Sur les frais liés au litige :
Il y a lieu, dans les circonstances de l’espèce, de mettre à la charge de l’État, au titre de l’article L. 761-1 du code de justice administrative, d’une part la somme de 1 500 euros à verser à la fédération CGT des personnels du commerce, de la distribution et des services et, d’autre part, la somme globale de 1 500 euros à verser au CSE de la société Auchan E-Commerce France, à M. I…, M. L…, M. E…, Mme A… et M. H….
D É C I D E :
Article 1 : La décision du 29 avril 2025 par laquelle le directeur régional de l’économie, de l’emploi, du travail et des solidarités des Hauts-de-France a validé l’accord collectif majoritaire contenant le plan de sauvegarde de l’emploi des sociétés du groupe Auchan Retail France est annulée.
Article 2 : L’État versera les sommes de 1 500 euros, d’une part, à la fédération CGT des personnels du commerce, de la distribution et des services, et d’autre part au CSE de la société Auchan E-Commerce France, à M. I…, M. L…, M. E…, Mme A… et M. H… sur le fondement de l’article L. 761-1 du code de justice administrative.
Article 3 : Le surplus de la requête n° 2506112 est rejeté.
Article 4 : Le présent jugement sera notifié à la Fédération CGT des personnels de commerce, de la distribution et des services, au comité social et économique de la société Auchan E-Commerce France, à M. F… I…, à M. B… L…, à M. C… E…, à Mme D… A…, à M. G… H…, à la ministre du travail, de la santé, des solidarités et des familles, au groupe Retail France et aux sociétés par actions simplifiées Auchan Auchan E-Commerce France, Auchan Supermarché, Auchan Hypermarché, My Auchan, Auchan Retail Services, Auchan Retail Agro, Auchan Retail International et Organisation Intra-Groupe des Achats.

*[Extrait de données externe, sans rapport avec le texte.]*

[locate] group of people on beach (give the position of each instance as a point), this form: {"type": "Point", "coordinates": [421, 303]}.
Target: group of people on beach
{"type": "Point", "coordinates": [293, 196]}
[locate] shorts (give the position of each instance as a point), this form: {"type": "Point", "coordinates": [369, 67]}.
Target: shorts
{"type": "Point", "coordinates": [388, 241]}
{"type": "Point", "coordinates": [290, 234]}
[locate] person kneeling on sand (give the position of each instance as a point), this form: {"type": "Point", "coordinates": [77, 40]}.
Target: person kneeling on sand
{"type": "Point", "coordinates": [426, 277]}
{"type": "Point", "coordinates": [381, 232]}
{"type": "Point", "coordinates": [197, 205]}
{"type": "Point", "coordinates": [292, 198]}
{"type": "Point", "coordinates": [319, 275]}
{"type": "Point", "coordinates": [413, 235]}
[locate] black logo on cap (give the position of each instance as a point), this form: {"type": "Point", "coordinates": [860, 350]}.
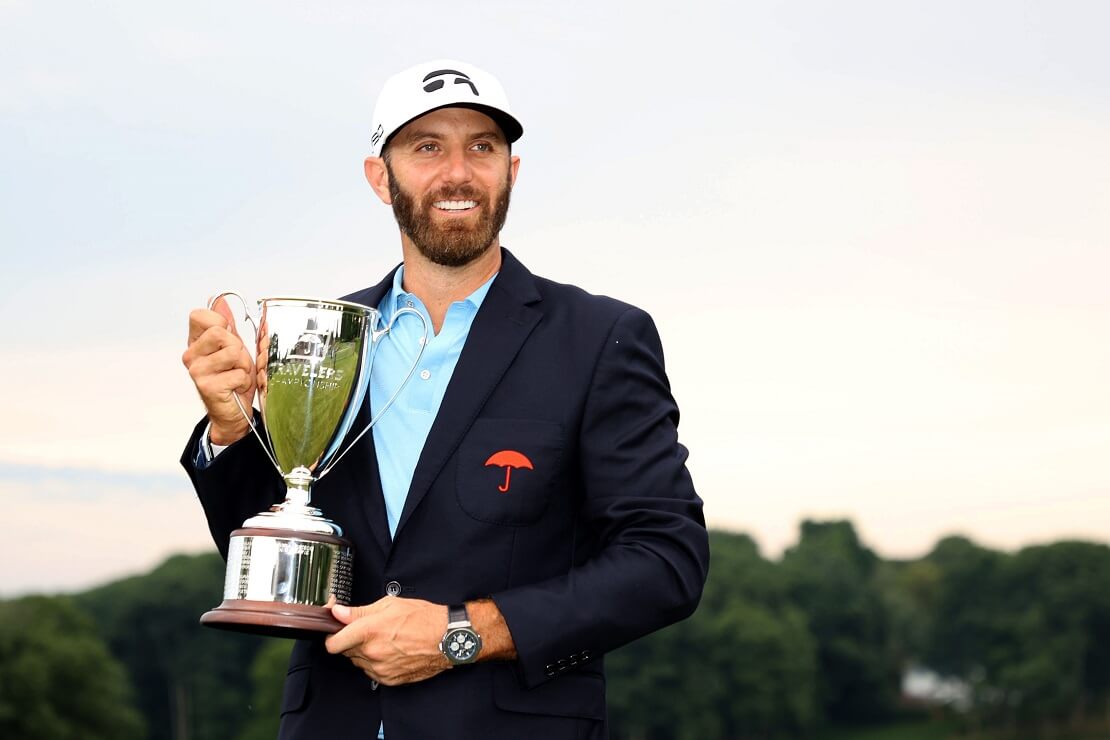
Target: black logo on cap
{"type": "Point", "coordinates": [437, 84]}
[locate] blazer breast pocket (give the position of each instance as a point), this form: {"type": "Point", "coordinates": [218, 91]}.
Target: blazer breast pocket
{"type": "Point", "coordinates": [508, 468]}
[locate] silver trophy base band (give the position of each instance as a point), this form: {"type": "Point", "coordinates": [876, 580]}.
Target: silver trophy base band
{"type": "Point", "coordinates": [281, 583]}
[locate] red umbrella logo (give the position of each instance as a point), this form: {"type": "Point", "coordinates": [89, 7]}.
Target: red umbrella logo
{"type": "Point", "coordinates": [508, 459]}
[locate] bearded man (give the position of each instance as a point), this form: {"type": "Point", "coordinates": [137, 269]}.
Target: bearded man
{"type": "Point", "coordinates": [599, 541]}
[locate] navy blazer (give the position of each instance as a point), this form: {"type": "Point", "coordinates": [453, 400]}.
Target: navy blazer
{"type": "Point", "coordinates": [602, 541]}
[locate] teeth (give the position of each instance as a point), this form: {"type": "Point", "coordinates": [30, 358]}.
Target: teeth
{"type": "Point", "coordinates": [455, 205]}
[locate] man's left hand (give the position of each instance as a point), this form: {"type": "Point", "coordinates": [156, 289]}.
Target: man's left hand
{"type": "Point", "coordinates": [393, 640]}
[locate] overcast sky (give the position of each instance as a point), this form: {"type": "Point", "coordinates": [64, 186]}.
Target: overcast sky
{"type": "Point", "coordinates": [874, 235]}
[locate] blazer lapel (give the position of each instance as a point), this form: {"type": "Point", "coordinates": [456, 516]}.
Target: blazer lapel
{"type": "Point", "coordinates": [361, 463]}
{"type": "Point", "coordinates": [500, 328]}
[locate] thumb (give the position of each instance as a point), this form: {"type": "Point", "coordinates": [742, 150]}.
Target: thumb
{"type": "Point", "coordinates": [347, 615]}
{"type": "Point", "coordinates": [221, 307]}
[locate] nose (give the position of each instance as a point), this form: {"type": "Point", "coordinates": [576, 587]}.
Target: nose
{"type": "Point", "coordinates": [456, 166]}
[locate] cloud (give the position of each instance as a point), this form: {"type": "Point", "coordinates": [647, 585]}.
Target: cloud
{"type": "Point", "coordinates": [67, 529]}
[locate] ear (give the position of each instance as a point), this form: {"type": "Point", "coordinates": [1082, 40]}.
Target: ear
{"type": "Point", "coordinates": [514, 165]}
{"type": "Point", "coordinates": [379, 178]}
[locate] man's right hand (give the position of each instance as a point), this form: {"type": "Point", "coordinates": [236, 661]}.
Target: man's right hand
{"type": "Point", "coordinates": [221, 366]}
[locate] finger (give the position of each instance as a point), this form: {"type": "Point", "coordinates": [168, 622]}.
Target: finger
{"type": "Point", "coordinates": [349, 638]}
{"type": "Point", "coordinates": [212, 354]}
{"type": "Point", "coordinates": [201, 320]}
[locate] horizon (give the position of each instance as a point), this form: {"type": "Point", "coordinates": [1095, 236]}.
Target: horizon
{"type": "Point", "coordinates": [874, 239]}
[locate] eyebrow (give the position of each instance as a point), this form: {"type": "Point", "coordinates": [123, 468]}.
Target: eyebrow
{"type": "Point", "coordinates": [417, 133]}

Copie en sera adressée, pour information, au préfet de la région Hauts-de-France et à la direction régionale de l’économie, du travail et des solidarités des Hauts-de-France.
Délibéré après l’audience du 10 septembre 2025, à laquelle siégeaient :
M. Cotte, président,
M. Goujon, conseiller,
Mme Le Cloirec, conseillère.
Rendu public par mise à disposition au greffe le 23 septembre 2025.
Le rapporteur,
signé
J.-R. Goujon
Le président,
signé
O. Cotte
La greffière,
signé
C. Lejeune
La République mande et ordonne à la ministre du travail, de la santé, des solidarités et des familles en ce qui la concerne ou à tous commissaires de justice à ce requis en ce qui concerne les voies de droit commun contre les parties privées, de pourvoir à l’exécution de la présente décision.